CharlieplexingA drive trick using a microcontroller’s tri-state pins to control n×(n−1) LEDs from n pins. An alternative to shift-register/matrix drive; not used in the collected builds but in the LED driver design space (Vol 4).
Current-limiting resistorThe series resistor that sets an LED’s current: R = (Vsupply − Vf)/I. Without it the LED draws unbounded current and burns out (§10.4.1).
Daisy-chainWiring shift registers in series — each chip’s Q7′ chain-out feeds the next chip’s SER in, sharing the clocks — so a long output bus is driven from three controller pins (§10.4.3).
DS1302A trickle-charge real-time-clock chip of modest accuracy, battery-backed so the time survives power-off. The ujjaldey build’s timebase (Vol 5).
DS3231A ±2 ppm temperature-compensated (TCXO) real-time-clock — a drop-in accuracy upgrade over the DS1302 (Vol 5, §10.5).
Duty cycleThe fraction of each scan period a multiplexed LED is actually lit (1/N in an N-row scan).

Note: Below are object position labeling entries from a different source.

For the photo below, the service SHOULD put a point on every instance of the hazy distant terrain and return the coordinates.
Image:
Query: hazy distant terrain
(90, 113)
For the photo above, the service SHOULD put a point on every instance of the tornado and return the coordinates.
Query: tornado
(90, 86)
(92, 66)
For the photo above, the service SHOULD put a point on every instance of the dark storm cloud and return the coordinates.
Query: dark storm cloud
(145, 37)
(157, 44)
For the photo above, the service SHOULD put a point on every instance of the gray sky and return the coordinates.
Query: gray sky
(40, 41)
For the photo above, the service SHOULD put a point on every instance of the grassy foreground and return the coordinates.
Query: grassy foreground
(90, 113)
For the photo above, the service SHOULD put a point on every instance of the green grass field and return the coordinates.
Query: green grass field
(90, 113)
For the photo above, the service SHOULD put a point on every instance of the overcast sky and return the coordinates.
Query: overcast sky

It sets the relationship between peak and average current: I_peak ≈ I_avg / duty (§10.4.4).
FieldOne of the four colour groups of LEDs on a TIX face, each holding one digit of HH:MM. The four fields, left to right, are tens-hr (yellow), units-hr (red), tens-min (blue), units-min (green) (§10.1).
Fisher–YatesAn unbiased shuffle algorithm. The randomiser shuffles a field’s cell indices and lights the first k to pick a uniform random k-of-n subset with no duplicates (§10.3).

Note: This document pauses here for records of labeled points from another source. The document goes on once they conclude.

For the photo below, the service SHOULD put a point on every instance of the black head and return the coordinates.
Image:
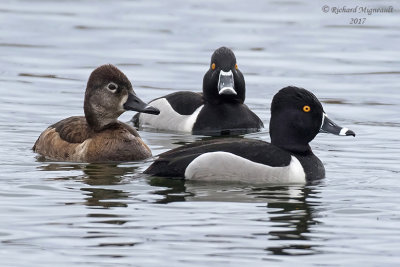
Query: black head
(224, 82)
(109, 93)
(297, 117)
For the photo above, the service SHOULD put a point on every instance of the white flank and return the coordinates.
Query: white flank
(168, 119)
(224, 166)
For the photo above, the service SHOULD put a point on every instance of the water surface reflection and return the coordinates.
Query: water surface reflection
(290, 209)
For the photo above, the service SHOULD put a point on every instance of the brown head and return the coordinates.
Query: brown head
(109, 93)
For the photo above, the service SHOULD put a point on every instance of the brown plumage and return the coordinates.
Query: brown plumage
(99, 136)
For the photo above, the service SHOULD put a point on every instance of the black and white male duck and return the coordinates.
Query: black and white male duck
(220, 109)
(296, 118)
(98, 136)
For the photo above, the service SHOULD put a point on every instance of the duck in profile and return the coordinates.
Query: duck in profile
(98, 136)
(296, 118)
(220, 109)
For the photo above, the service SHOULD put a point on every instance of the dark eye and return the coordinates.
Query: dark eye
(112, 87)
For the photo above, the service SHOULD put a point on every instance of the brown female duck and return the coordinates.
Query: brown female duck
(98, 136)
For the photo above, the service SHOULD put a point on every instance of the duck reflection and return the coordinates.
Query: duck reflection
(98, 177)
(290, 209)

Forward voltage (Vf)The voltage dropped across a lit LED — ≈ 2.0 V for red/yellow, ≈ 3.0–3.2 V for green/blue. Why equal resistors give unequal brightness (§10.4.2).
LDRLight-dependent resistor — a photocell whose resistance falls in bright light. Used to auto-dim the display to ambient brightness (the ujjaldey build; Vol 4).

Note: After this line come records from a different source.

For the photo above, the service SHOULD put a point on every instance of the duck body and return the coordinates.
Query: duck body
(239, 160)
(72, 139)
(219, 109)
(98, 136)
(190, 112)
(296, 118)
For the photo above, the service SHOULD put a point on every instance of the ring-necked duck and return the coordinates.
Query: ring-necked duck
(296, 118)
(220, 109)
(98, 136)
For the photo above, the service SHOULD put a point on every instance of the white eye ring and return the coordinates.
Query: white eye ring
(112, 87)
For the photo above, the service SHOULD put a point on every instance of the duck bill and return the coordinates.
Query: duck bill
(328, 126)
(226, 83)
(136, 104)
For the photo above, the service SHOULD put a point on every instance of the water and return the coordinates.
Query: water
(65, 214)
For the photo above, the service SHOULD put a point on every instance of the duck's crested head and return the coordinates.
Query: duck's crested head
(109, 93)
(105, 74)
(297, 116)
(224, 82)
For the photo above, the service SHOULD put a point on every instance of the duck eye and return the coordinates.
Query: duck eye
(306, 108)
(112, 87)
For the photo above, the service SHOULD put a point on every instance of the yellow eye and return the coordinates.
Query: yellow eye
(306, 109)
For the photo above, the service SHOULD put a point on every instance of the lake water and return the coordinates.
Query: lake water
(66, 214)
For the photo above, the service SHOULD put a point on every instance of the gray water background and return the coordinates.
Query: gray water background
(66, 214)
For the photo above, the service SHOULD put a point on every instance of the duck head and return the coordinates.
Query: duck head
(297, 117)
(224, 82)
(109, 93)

MultiplexingDriving an LED matrix one row (or column) at a time, fast enough that persistence of vision fuses the scan into a steady image — so N LEDs need far fewer than N driver lines (Vol 4).
Persistence of visionThe eye’s retention of an image for a fraction of a second, which makes a fast-enough multiplexed scan (> ~100 Hz) look continuous rather than flickering (§10.4.4).
PRNGPseudo-random number generator — the deterministic source of “randomness” the firmware uses to pick which cells to light each minute (Vol 5).
RTCReal-time clock — a dedicated timekeeping chip (DS1302, DS3231) with its own oscillator and backup cell, so the time keeps running through a power cut (§10.5).
Shift registerA clocked chip that shifts serial bits along a row of stages and presents them in parallel — the 74HC595 here. Lets a few controller pins drive many outputs (§10.4.3).
SIPOSerial-In / Parallel-Out — the 74HC595’s mode: bits enter one at a time on SER, then appear together on Q0–Q7 when latched (§10.4.3).
TIXA clock that shows HH:MM as four colour fields, each digit encoded as the count of lit cells in its field (not their positions), re-randomised every minute. The subject of this series; the name is a play on NIXie (Vol 1).
Unary / base-1Encoding a number as a plain count of marks — k lit cells means the digit k. The TIX encoding; contrast base-2 (binary), which is positional/weighted (Vol 1, §1.7).
VeroboardStripboard — a prototyping board of parallel copper strips. Both collected builds were first wired on Veroboard before (gweeds) moving to a custom PCB (Vol 6).

10.10 References (Vol 10)

All facts in this volume are condensed from Vols 1–9 and the two collected Instructables builds cited in §10.8; no new sources are introduced here. Engineering quick-references (the resistor formula, the 74HC595 pinout, the multiplex rules of thumb, the DS1302 → DS3231 upgrade) are standard part-and-circuit knowledge presented for bench use, grounded in the build details given in Vols 4–6. The Lantern-Clock.pdf misfiling is flagged in Vol 1 and repeated in §10.8 for the laminate.